Im vierten Viertel machte sich die enge Linie der Unparteiischen dann zunehmend bemerkbar. Center Tyson Leitao musste früh mit seinem fünften persönlichen Foul vom Feld, kurz vor Schluss traf es auch Sadiq Ajagbe, der ebenfalls foulausgeschieden die intensive Schlussphase von außen verfolgen musste. Damit fehlten den Kangaroos in der entscheidenden Phase, neben Kevin Strangmeyer der krankheitsbedingt in Iserlohn blieb, zwei weitere große, reboundstarke Akteure. Die insgesamt 26 Fouls auf Iserlohner Seite, brachten die Sixers immer wieder an die Freiwurflinie, wo sie 19 (von 28) einfache Punkte sammeln konnten.

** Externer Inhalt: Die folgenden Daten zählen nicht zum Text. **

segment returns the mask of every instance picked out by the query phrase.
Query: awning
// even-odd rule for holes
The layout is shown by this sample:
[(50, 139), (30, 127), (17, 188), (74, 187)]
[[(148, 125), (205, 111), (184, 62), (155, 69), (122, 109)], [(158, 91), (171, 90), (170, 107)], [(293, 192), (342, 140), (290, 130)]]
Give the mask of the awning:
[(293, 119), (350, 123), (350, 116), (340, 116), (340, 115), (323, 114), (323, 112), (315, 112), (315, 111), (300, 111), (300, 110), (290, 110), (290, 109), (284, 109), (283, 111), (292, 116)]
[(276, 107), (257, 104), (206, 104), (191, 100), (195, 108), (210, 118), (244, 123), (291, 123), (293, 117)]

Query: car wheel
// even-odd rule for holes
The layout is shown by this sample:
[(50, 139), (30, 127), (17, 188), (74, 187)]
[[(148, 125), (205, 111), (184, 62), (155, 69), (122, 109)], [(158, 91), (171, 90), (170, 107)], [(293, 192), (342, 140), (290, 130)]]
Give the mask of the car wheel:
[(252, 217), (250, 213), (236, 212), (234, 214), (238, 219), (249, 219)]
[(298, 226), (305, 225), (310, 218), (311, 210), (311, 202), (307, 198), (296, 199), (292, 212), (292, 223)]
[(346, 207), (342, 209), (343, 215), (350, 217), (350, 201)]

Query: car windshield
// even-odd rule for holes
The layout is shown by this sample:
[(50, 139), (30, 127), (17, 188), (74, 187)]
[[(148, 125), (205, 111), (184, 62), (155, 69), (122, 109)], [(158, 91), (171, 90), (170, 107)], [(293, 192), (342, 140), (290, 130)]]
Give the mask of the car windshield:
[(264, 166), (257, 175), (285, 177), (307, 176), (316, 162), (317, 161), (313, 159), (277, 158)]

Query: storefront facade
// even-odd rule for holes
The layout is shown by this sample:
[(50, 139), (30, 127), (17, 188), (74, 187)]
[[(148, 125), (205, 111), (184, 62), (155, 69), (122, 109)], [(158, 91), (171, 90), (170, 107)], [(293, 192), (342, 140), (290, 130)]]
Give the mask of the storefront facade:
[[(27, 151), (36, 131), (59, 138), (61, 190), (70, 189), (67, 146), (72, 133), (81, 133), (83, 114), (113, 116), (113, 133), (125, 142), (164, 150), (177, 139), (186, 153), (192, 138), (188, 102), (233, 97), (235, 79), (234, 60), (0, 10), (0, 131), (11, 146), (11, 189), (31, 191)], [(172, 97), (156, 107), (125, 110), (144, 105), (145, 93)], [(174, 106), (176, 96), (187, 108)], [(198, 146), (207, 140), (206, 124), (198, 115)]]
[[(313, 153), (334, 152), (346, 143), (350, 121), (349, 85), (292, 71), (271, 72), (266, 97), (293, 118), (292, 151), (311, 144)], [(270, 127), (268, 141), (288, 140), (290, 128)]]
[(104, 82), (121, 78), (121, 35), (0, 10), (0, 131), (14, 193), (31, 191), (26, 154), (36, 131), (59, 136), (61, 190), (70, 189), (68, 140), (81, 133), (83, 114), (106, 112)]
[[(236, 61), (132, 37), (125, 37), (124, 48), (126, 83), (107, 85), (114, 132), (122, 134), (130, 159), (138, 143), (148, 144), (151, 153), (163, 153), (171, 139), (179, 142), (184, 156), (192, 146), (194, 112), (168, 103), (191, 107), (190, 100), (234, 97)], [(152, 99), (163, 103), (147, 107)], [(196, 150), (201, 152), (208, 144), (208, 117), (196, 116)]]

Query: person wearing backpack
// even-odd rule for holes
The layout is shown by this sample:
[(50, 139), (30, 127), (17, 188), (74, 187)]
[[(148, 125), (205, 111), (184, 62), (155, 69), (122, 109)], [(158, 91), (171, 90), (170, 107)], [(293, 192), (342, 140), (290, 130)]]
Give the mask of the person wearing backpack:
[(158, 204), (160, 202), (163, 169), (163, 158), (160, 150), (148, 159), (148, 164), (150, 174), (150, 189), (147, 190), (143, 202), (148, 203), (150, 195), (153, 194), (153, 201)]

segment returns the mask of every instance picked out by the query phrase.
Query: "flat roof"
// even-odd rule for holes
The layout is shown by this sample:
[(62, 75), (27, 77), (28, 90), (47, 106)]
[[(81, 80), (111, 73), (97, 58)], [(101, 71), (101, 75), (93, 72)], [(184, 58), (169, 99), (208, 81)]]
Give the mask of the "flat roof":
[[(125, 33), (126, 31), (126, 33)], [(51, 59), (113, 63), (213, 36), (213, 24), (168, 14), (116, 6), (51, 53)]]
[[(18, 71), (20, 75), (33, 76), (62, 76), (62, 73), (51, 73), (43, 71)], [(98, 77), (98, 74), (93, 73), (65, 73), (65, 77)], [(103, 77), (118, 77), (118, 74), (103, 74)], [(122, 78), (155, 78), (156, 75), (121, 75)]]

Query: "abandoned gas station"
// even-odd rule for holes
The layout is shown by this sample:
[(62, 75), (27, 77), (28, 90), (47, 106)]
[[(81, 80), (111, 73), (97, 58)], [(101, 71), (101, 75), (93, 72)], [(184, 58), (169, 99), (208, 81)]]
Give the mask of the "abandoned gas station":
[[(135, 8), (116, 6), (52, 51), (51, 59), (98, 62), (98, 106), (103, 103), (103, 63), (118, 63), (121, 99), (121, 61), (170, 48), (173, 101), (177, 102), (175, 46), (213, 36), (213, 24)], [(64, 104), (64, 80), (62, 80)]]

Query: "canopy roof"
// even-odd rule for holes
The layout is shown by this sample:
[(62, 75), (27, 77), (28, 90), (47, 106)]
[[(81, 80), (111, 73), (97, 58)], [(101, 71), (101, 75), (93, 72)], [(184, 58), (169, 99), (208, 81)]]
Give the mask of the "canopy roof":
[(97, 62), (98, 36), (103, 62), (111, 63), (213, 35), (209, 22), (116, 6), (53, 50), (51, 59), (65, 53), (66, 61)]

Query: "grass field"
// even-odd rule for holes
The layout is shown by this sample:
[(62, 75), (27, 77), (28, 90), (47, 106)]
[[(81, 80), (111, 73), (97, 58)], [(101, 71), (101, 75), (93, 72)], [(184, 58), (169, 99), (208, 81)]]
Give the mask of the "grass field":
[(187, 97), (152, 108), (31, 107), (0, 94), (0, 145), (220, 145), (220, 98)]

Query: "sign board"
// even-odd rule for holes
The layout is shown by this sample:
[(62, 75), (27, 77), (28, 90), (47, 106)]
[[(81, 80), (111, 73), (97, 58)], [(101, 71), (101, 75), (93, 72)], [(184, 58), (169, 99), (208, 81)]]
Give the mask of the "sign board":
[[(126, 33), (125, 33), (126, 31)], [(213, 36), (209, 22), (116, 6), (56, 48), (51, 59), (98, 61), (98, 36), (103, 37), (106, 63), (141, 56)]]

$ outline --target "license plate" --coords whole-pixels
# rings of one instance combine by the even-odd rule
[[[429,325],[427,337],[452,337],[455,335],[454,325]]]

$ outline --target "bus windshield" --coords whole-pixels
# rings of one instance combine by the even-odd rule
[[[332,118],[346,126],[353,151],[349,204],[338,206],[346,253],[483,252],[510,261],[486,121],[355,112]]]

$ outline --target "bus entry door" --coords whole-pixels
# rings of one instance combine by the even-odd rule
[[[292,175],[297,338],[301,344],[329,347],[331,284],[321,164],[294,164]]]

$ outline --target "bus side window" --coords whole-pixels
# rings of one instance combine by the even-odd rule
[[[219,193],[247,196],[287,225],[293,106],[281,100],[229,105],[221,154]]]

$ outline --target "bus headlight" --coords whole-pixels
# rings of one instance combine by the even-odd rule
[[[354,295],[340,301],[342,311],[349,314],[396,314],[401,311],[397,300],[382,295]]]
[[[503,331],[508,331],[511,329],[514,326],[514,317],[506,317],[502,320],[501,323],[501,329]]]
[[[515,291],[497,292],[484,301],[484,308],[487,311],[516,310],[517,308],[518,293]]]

Entscheidung 2,4 Sekunden vor Schluss

Sandersdorf nutzte diese Vorteile konsequent, kam Punkt für Punkt heran und glich 3:45 Minuten vor dem Ende aus. In einer hochintensiven Schlussphase übernahmen die Gastgeber 1:20 Minuten vor der Sirene erstmals die Führung. Christopher Schultz glich nochmals aus, ehe David Pavljak die Kangaroos 10,2 Sekunden vor dem Ende per Freiwurf mit 59:58 in Führung brachte. Nach der letzten Auszeit trafen die Sixers jedoch bei noch 2,4 Sekunden Restspielzeit zum entscheidenden 60:59.

Fazit:

Die Kangaroos waren über weite Strecken die spielbestimmende Mannschaft, wurden im Schlussviertel jedoch durch Foulprobleme, personelle Ausfälle und den fehlenden Spielfluss ausgebremst. Eine Niederlage, die schmerzt und angespannte Tabellensituation weiter verschärft. Dennoch ist die Tabelle auch nach dem 17. Spieltag noch eng und die Chance auf eine Playoff-Teilnahme für die Kangaroos bleibt bestehen. Weiter geht’s für Iserlohn am kommenden Samstag, den 24. Januar, um 19:30 Uhr gegen die TKS 49ers und damit ihren direkten Verfolger.